Controllers/OllamaController.cs

using Microsoft.AspNetCore.Mvc;
using OllamaPublicApi.Models;
using System.Text;
using System.Text.Json;

namespace OllamaPublicApi.Controllers
{
    [ApiController]
    [Route("api/[controller]")]
    public class OllamaController : ControllerBase
    {
        // HttpClient factory instance
        private readonly IHttpClientFactory _httpClientFactory;

        // Constructor injection
        public OllamaController(IHttpClientFactory httpClientFactory)
        {
            _httpClientFactory = httpClientFactory;
        }

        [HttpPost("chat")]
        public async Task<IActionResult> Chat(ChatRequest request)
        {
            // Create HttpClient
            var client = _httpClientFactory.CreateClient();

            // Build Ollama request payload
            var payload = new
            {
                model = request.Model,
                prompt = request.Prompt,
                stream = false
            };

            // Convert object into JSON string
            var json = JsonSerializer.Serialize(payload);

            // Create HTTP content
            var content = new StringContent(
                json,
                Encoding.UTF8,
                "application/json");

            // Send request to Ollama API
            var response = await client.PostAsync(
                "http://localhost:11434/api/generate",
                content);

            // Read response body
            var result = await response.Content.ReadAsStringAsync();

            // Return response to client
            return Content(result, "application/json");
        }
    }
}

Step 5: Test Dynamic Model Selection

Request Using Llama

POST /api/ollama/chat
{
  "model": "llama3.2",
  "prompt": "Explain machine learning."
}

Request Using Mistral

{
  "model": "mistral",
  "prompt": "Explain machine learning."
}

Request Using DeepSeek

{
  "model": "deepseek-r1",
  "prompt": "Explain machine learning."
}

The API automatically forwards the selected model to Ollama.

Step 6: Create Model Listing Endpoint

Allow clients to discover available models.
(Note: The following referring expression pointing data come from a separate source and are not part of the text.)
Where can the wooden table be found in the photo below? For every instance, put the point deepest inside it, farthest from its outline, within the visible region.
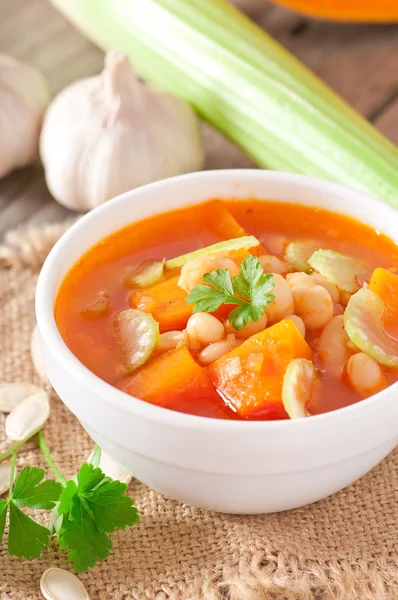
(360, 62)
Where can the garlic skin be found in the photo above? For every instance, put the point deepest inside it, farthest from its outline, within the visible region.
(24, 96)
(107, 134)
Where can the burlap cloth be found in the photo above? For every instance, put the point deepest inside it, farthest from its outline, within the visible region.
(342, 548)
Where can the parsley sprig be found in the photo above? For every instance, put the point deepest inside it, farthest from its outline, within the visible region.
(85, 510)
(250, 291)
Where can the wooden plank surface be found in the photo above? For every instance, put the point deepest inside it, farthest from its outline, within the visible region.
(359, 62)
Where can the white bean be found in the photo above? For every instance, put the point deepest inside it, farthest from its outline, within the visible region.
(330, 287)
(312, 302)
(344, 298)
(218, 349)
(248, 330)
(192, 272)
(273, 264)
(298, 322)
(171, 339)
(205, 328)
(283, 304)
(333, 346)
(364, 374)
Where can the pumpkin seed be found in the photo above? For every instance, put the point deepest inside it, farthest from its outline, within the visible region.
(112, 469)
(28, 416)
(37, 357)
(57, 584)
(5, 474)
(12, 394)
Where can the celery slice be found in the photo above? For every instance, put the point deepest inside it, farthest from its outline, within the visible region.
(137, 334)
(340, 269)
(245, 242)
(297, 387)
(363, 324)
(145, 274)
(246, 85)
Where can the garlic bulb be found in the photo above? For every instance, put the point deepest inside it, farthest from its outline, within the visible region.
(24, 96)
(108, 134)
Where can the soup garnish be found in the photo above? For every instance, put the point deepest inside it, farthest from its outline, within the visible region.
(249, 310)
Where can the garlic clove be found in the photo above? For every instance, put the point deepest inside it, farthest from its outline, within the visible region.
(107, 134)
(12, 394)
(37, 357)
(5, 475)
(57, 584)
(28, 416)
(112, 469)
(24, 96)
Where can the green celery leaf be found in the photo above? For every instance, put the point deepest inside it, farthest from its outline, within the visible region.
(28, 490)
(89, 477)
(207, 299)
(221, 280)
(92, 506)
(3, 515)
(82, 538)
(67, 496)
(243, 315)
(26, 538)
(96, 456)
(111, 508)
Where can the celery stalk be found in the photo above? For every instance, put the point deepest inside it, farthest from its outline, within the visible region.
(245, 84)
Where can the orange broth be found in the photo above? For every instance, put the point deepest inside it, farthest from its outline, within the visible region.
(103, 268)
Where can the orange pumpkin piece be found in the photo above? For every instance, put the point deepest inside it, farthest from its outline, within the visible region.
(251, 376)
(361, 11)
(385, 285)
(169, 379)
(166, 303)
(223, 224)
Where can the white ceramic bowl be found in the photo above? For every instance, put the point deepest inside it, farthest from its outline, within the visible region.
(228, 466)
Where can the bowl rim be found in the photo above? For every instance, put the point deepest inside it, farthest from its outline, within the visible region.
(117, 398)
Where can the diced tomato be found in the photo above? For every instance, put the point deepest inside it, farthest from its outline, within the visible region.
(385, 285)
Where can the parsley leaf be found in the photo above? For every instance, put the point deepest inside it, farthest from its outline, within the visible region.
(28, 490)
(250, 290)
(26, 538)
(93, 506)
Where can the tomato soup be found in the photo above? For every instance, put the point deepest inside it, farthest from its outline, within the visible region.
(290, 312)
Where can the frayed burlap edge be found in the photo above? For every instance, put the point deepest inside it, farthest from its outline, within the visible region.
(266, 577)
(257, 577)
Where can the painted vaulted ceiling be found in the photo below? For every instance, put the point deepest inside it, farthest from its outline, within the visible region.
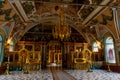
(18, 18)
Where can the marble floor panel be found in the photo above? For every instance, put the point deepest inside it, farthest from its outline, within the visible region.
(34, 75)
(95, 75)
(62, 75)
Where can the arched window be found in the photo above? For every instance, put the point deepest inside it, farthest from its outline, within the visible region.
(95, 47)
(109, 50)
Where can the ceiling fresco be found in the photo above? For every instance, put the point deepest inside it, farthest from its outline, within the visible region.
(27, 14)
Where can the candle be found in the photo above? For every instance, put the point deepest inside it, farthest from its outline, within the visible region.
(8, 59)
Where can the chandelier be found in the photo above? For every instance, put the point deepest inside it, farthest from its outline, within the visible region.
(61, 29)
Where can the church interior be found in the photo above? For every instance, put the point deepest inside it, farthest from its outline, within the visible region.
(59, 39)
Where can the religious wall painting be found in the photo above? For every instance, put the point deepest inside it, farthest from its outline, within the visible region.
(102, 30)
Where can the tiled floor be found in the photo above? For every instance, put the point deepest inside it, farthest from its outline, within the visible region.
(47, 75)
(95, 75)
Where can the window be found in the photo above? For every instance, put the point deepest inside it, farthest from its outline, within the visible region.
(109, 50)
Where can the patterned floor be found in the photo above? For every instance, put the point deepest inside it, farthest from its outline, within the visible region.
(95, 75)
(38, 75)
(47, 75)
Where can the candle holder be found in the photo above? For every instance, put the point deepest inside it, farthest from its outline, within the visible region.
(109, 70)
(89, 69)
(7, 66)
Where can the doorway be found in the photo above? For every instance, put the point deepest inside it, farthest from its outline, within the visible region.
(54, 55)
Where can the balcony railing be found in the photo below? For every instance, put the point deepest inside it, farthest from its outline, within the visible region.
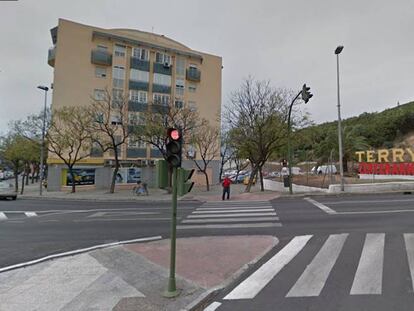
(138, 85)
(193, 74)
(140, 64)
(99, 57)
(157, 88)
(51, 55)
(162, 68)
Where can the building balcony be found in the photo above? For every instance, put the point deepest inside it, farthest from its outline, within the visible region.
(157, 88)
(162, 68)
(139, 64)
(137, 106)
(136, 152)
(138, 85)
(193, 74)
(99, 57)
(162, 109)
(51, 55)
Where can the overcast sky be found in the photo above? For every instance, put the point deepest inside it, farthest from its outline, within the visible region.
(288, 42)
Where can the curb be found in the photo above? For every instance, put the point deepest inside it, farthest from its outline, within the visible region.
(204, 299)
(76, 252)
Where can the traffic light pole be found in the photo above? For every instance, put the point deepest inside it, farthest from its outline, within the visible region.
(172, 290)
(289, 146)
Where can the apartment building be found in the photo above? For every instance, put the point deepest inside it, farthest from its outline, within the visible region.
(149, 68)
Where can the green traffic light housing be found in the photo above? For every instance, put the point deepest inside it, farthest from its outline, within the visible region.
(174, 147)
(306, 94)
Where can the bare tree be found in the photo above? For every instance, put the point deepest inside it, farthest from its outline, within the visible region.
(110, 127)
(257, 116)
(69, 137)
(206, 139)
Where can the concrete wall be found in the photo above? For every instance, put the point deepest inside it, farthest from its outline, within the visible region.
(278, 186)
(378, 187)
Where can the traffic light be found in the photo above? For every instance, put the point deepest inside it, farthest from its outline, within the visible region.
(184, 181)
(174, 147)
(306, 94)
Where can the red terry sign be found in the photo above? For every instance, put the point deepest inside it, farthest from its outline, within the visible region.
(386, 168)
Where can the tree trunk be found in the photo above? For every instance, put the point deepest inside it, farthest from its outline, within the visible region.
(25, 176)
(73, 179)
(207, 182)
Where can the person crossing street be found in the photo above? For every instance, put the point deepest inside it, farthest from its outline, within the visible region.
(226, 188)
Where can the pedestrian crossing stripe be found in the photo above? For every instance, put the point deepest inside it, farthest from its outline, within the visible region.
(237, 214)
(367, 279)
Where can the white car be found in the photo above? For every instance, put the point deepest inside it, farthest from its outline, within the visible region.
(7, 191)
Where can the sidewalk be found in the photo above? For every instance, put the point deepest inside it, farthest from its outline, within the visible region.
(132, 277)
(197, 193)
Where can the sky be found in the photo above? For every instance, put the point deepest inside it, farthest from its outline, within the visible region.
(288, 42)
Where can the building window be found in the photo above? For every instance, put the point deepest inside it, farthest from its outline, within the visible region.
(99, 94)
(179, 104)
(192, 87)
(138, 96)
(162, 58)
(179, 87)
(118, 77)
(192, 106)
(180, 66)
(161, 99)
(119, 50)
(139, 75)
(140, 53)
(161, 79)
(116, 119)
(100, 72)
(136, 118)
(102, 48)
(135, 143)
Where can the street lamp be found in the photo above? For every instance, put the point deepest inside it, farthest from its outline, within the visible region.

Add the following method inside OllamaController.

[HttpGet("models")]
public async Task<IActionResult> GetModels()
{
    // Create HttpClient
    var client = _httpClientFactory.CreateClient();

    // Call Ollama tags endpoint
    var response = await client.GetAsync(
        "http://localhost:11434/api/tags");

    // Read response
    var result = await response.Content.ReadAsStringAsync();

    // Return model list
    return Content(result, "application/json");
}

Test:

GET /api/ollama/models

Example Response:

{
  "models": [
    {
      "name": "llama3.2"
    },
    {
      "name": "mistral"
    }
  ]
}

Step 7: Add API Key Security

Add the following code to the Chat method.
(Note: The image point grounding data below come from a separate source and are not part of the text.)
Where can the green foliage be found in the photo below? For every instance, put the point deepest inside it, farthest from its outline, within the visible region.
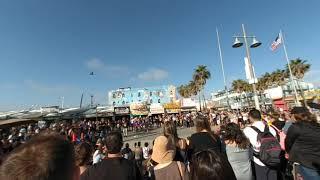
(199, 79)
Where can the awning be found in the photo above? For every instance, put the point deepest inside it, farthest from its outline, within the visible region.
(13, 122)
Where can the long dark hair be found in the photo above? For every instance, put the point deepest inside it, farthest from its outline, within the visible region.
(170, 131)
(210, 164)
(233, 133)
(202, 123)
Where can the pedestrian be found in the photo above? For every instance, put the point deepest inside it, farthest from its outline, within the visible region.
(127, 152)
(170, 131)
(238, 152)
(83, 153)
(138, 155)
(47, 157)
(166, 168)
(204, 138)
(146, 151)
(114, 166)
(211, 165)
(262, 172)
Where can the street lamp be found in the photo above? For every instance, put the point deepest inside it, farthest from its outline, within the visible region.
(255, 43)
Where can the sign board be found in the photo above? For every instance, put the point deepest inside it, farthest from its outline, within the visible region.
(156, 109)
(139, 109)
(172, 111)
(121, 110)
(275, 93)
(187, 102)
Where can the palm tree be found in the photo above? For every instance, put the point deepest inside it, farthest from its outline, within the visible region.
(241, 86)
(299, 68)
(183, 91)
(200, 76)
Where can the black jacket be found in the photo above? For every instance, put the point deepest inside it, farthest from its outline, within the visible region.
(303, 144)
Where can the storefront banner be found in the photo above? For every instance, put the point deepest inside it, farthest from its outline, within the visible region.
(121, 110)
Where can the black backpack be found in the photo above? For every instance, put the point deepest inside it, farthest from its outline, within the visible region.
(270, 148)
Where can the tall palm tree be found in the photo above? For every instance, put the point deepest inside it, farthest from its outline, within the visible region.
(183, 91)
(200, 76)
(299, 68)
(241, 86)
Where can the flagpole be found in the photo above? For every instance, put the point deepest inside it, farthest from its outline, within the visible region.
(222, 67)
(289, 67)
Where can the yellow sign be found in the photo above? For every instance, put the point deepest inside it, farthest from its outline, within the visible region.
(172, 105)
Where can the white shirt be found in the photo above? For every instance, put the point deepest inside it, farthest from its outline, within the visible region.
(97, 157)
(252, 135)
(145, 151)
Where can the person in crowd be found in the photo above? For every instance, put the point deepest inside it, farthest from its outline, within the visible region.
(211, 165)
(138, 155)
(45, 157)
(204, 138)
(146, 151)
(262, 172)
(303, 144)
(238, 152)
(114, 166)
(127, 152)
(98, 155)
(166, 168)
(83, 153)
(170, 131)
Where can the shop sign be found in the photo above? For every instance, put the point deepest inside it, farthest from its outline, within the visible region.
(121, 110)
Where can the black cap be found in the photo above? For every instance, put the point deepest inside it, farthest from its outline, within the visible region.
(298, 110)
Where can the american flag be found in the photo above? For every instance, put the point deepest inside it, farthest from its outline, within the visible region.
(276, 43)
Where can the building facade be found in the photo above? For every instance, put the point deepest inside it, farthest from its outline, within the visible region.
(269, 96)
(148, 95)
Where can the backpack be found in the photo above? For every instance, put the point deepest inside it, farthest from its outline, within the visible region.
(270, 148)
(282, 137)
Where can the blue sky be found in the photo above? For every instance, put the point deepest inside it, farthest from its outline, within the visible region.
(48, 48)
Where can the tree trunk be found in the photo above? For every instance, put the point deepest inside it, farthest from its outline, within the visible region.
(302, 93)
(199, 100)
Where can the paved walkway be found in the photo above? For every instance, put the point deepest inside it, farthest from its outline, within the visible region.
(151, 135)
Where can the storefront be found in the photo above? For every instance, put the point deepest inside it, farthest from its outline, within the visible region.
(173, 107)
(156, 109)
(121, 112)
(188, 105)
(139, 109)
// Read API Key from request header
var apiKey = Request.Headers["X-API-KEY"].ToString();

// Validate API Key
if (apiKey != "my-secret-key")
{
    // Return unauthorized response
    return Unauthorized("Invalid API Key");
}

Client Request:

POST /api/ollama/chat

Headers:

X-API-KEY: my-secret-key

This prevents unauthorized access.

Step 8: Expose API Publicly

Option 1: Ngrok

Install Ngrok and run:

ngrok http 5000

Example:

https://abc123.ngrok-free.app

Public Endpoint:

https://abc123.ngrok-free.app/api/ollama/chat

Option 2: Deploy to Cloud

Deploy your application to:

Install Ollama on the server:

ollama serve

Publish the .NET application:

dotnet publish -c Release

Run:

dotnet OllamaPublicApi.dll

Configure firewall and reverse proxy settings.

Recommended Models

Model Purpose
llama3.2 General AI assistant
mistral Fast responses
gemma3 Lightweight applications
deepseek-r1 Reasoning and coding
qwen3 Multilingual tasks
codellama Code generation

Conclusion

Using ASP.NET Core and Ollama, you can quickly build a secure public AI API. The implementation allows clients to dynamically choose models, making it suitable for chatbots, AI assistants, content generation platforms, and enterprise AI solutions. By adding model discovery, API key authentication, and public deployment, you can create a production-ready AI service powered by locally hosted LLMs.